8. Polynomial Regression from Scratch#
In this assignment, first, you need to implement Polynomial Regression from Scratch using Numpy without Sklearn. After the scratch implementation, we also use the Polynomial Regression using Sklearn and compare the two models. Your main task is to improve the code from Polynomial Regression from Scratch
8.1. Introduction#
Response Variable : Position
Target Variable : Salary
Equation Used : \(y = W0 * X0 + W1 * X1 + W2 * X1^{2} + .... + WN * X1^{N}\)
Why Linear?
A genuine question can be “If the equation contain powers greater than one, how come it is linear regression?” It’s a great question! Note that the powers of \(X\) are greater than one and these are actually constants. We have these values in our dataset. We care more about \(W\) and the equation combines these product of \(W\) and \(X\) linearly i.e it has the linear combination of these terms.
For Scratch Implementation:
Loss Function : Squared Error
Optimization Algorithm : SGD
Weight Initialization : Xavier Initialization
8.2. Polynomial Regression from Scratch without SKlearn#
8.2.1. Importing the Dependencies#
#importing the required packages
import numpy as np
import pandas as pd
import matplotlib.pyplot as plt
8.2.2. Get the Data and Data Preprocessing#
#Get the dataset
dataset = pd.read_csv(r'../../dataset/Position_Salaries.csv')

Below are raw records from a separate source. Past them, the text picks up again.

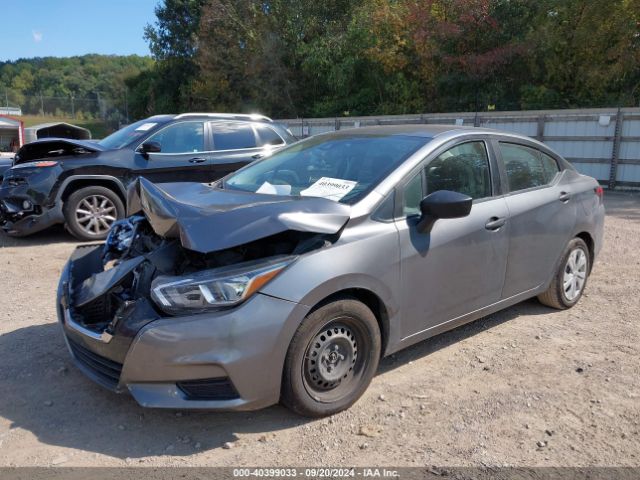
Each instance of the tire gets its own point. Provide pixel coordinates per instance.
(89, 212)
(572, 272)
(345, 333)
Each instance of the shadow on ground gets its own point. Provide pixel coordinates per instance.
(43, 393)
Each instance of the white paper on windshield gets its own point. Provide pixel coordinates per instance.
(145, 126)
(268, 188)
(331, 188)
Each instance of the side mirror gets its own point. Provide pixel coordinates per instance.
(443, 204)
(150, 147)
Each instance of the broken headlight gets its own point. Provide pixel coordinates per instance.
(220, 287)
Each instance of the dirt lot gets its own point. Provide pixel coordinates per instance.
(527, 386)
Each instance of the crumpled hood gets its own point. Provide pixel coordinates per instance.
(208, 219)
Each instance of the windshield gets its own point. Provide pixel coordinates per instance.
(126, 135)
(341, 168)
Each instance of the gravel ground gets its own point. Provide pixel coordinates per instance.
(528, 386)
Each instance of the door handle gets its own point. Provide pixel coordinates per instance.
(564, 197)
(495, 223)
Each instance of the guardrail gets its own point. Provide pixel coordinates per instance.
(601, 142)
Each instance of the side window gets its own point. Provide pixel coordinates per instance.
(268, 136)
(233, 137)
(550, 167)
(464, 169)
(184, 137)
(412, 196)
(524, 167)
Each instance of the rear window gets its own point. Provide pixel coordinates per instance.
(233, 137)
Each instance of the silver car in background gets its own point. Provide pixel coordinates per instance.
(289, 279)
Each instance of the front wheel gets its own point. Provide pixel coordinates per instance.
(570, 280)
(89, 212)
(331, 359)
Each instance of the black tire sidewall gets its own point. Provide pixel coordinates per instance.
(573, 244)
(72, 203)
(294, 393)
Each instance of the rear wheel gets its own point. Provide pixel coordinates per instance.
(331, 359)
(89, 212)
(570, 280)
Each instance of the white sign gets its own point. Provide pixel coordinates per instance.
(331, 188)
(270, 189)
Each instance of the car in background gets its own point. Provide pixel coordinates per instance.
(289, 279)
(83, 184)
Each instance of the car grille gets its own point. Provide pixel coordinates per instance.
(106, 371)
(209, 389)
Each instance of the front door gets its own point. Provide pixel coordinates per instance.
(459, 265)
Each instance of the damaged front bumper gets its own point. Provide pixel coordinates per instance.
(225, 359)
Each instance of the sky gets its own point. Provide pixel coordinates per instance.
(64, 28)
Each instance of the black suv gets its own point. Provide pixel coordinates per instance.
(83, 184)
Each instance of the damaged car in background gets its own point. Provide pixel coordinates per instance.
(82, 184)
(288, 280)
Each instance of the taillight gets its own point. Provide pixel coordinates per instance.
(599, 192)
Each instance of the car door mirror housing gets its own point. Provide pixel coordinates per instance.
(443, 204)
(150, 147)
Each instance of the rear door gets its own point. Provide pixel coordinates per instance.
(542, 214)
(459, 265)
(183, 156)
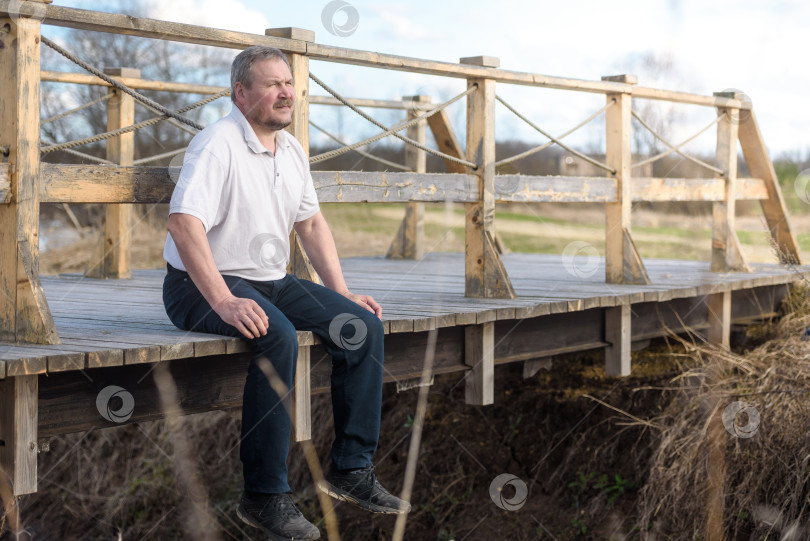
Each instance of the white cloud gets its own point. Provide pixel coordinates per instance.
(224, 14)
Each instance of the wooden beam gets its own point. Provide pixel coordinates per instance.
(484, 271)
(726, 252)
(301, 403)
(718, 306)
(479, 355)
(299, 263)
(18, 432)
(719, 319)
(623, 264)
(147, 184)
(24, 313)
(114, 252)
(773, 207)
(118, 23)
(139, 84)
(618, 333)
(409, 240)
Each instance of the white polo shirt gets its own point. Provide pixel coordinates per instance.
(247, 197)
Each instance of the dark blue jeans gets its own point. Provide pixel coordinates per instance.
(353, 337)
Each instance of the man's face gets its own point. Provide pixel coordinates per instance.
(269, 100)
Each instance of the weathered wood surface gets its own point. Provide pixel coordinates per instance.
(24, 313)
(111, 322)
(147, 184)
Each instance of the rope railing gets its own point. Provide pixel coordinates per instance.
(172, 121)
(701, 163)
(117, 84)
(554, 140)
(585, 157)
(362, 153)
(82, 155)
(77, 109)
(393, 130)
(131, 128)
(678, 147)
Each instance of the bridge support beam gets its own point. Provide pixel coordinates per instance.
(485, 273)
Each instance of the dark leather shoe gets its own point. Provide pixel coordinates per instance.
(361, 488)
(277, 516)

#Get a glimpse of the Dataset
dataset.head()
Position | Level | Salary | |
---|---|---|---|
0 | Business Analyst | 1 | 45000 |
1 | Junior Consultant | 2 | 50000 |
2 | Senior Consultant | 3 | 60000 |
3 | Manager | 4 | 80000 |
4 | Country Manager | 5 | 110000 |
#Separating the independent and dependent features
#Dependent feature
y = np.asarray(dataset['Salary'].values.tolist())
# Independent Feature
X = np.asarray(dataset['Level'].values.tolist())
# Reshaping the independent feature
X = X.reshape(-1,1)
X
array([[ 1],
[ 2],
[ 3],
[ 4],
[ 5],
[ 6],
[ 7],
[ 8],
[ 9],
[10]])
#Reshaping the Dependent features
y = y.reshape(len(y),1) # Changing the shape from (50,) to (50,1)
y
array([[ 45000],
[ 50000],
[ 60000],
[ 80000],
[ 110000],
[ 150000],
[ 200000],
[ 300000],
[ 500000],
[1000000]])
#Get the shapes of X and y
print("The shape of the independent fatures are ",X.shape)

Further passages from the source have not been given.